A whole pile of specific objections and criticisms of Google Trends have been posted but I see it different. I've looked at the information on competitors (and my sites as well) and it's an eye-opener that I broadly believe. Yes, the absolute detail may be flawed but the big picture has that ring of truth to it. I'm using the information and acting on it.

Dave

AjiNIMC

2:24 am on Jul 6, 2008 (gmt 0)

WebmasterWorld Senior Member 10+ Year Member



Google has a lot of data, they can really make it cool. Previously they used to show the number but now it is only comparison graph, there is no exact number.

For a website that gets its maximum traffic from Google will give a very close approximation. The traffic is an approximation of the people coming to your website from Google.

signor_john

2:32 am on Jul 6, 2008 (gmt 0)



Previously they used to show the number but now it is only comparison graph, there is no exact number.
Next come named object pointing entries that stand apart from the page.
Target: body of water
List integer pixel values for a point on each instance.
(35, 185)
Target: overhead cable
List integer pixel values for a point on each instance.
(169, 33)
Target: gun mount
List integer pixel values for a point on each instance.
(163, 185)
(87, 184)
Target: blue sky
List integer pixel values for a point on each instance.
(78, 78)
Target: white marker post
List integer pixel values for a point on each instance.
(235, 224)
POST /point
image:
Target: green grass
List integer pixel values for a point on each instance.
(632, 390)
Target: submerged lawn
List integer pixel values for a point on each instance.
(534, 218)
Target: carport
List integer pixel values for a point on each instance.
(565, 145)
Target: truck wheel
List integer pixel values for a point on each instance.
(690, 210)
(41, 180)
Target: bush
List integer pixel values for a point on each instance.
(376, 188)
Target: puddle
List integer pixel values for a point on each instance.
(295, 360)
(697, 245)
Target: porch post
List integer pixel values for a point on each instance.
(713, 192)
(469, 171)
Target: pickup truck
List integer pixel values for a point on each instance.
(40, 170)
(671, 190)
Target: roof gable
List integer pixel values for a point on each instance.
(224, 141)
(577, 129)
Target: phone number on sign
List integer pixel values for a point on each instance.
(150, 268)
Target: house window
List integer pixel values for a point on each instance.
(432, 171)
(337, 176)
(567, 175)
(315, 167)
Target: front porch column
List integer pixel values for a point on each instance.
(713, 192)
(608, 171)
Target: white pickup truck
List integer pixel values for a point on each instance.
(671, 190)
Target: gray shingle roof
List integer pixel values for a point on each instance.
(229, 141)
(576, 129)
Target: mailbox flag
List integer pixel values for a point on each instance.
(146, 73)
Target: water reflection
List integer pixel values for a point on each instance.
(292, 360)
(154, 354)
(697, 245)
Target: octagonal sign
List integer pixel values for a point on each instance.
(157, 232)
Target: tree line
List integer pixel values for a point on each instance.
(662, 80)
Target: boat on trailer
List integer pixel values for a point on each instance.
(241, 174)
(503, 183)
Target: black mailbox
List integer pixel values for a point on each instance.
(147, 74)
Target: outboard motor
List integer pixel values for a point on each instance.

Google Trends for Websites displays approximate numbers on the grid if you're logged into your Google account. But, as others have mentioned, the graph's numbers aren't the same as those from Google Analytics. (For my main site, the Trends graph shows about 60% as many unique visitors as Analytics does.)

Ajaxunion

4:23 am on Jul 8, 2008 (gmt 0)

10+ Year Member



Check this out [trends.google.com...]

I would just use it to know what sites are really related...

What keywords are really related according to this tool

Its nice to see what google is doing.

Ajaxunion

4:26 am on Jul 8, 2008 (gmt 0)

10+ Year Member



They wont show you google.com but they do show you yahoo results... very interesting...

[trends.google.com...]

steveb

11:33 pm on Jul 8, 2008 (gmt 0)

WebmasterWorld Senior Member 10+ Year Member



I see a few very popular websites that have a flatline (zero) for the past several months.

The thing just seems buggy in the extreme.

stuartmcdonald

12:10 am on Jul 9, 2008 (gmt 0)

10+ Year Member



That drop off is often just for one region -- if you change the region to All you'll often get the data back.

bstring

10:42 am on Oct 27, 2008 (gmt 0)

10+ Year Member



Sorry for bumping an old thread -

We accidentally turned the sharing options in analytics ON, a while back. It was a very unpleasant surprise to discover that the our data all of a sudden was shown openly.

We immediately turned the sharing option OFF (probably ~2 months back) - but the data is STILL showing up to this date! :(

We have emailed Google but no answer - has someone got experience from this? How can we tell Google not to show our data openly in "Trends For Websites"?

Any help would be deeply appreciated!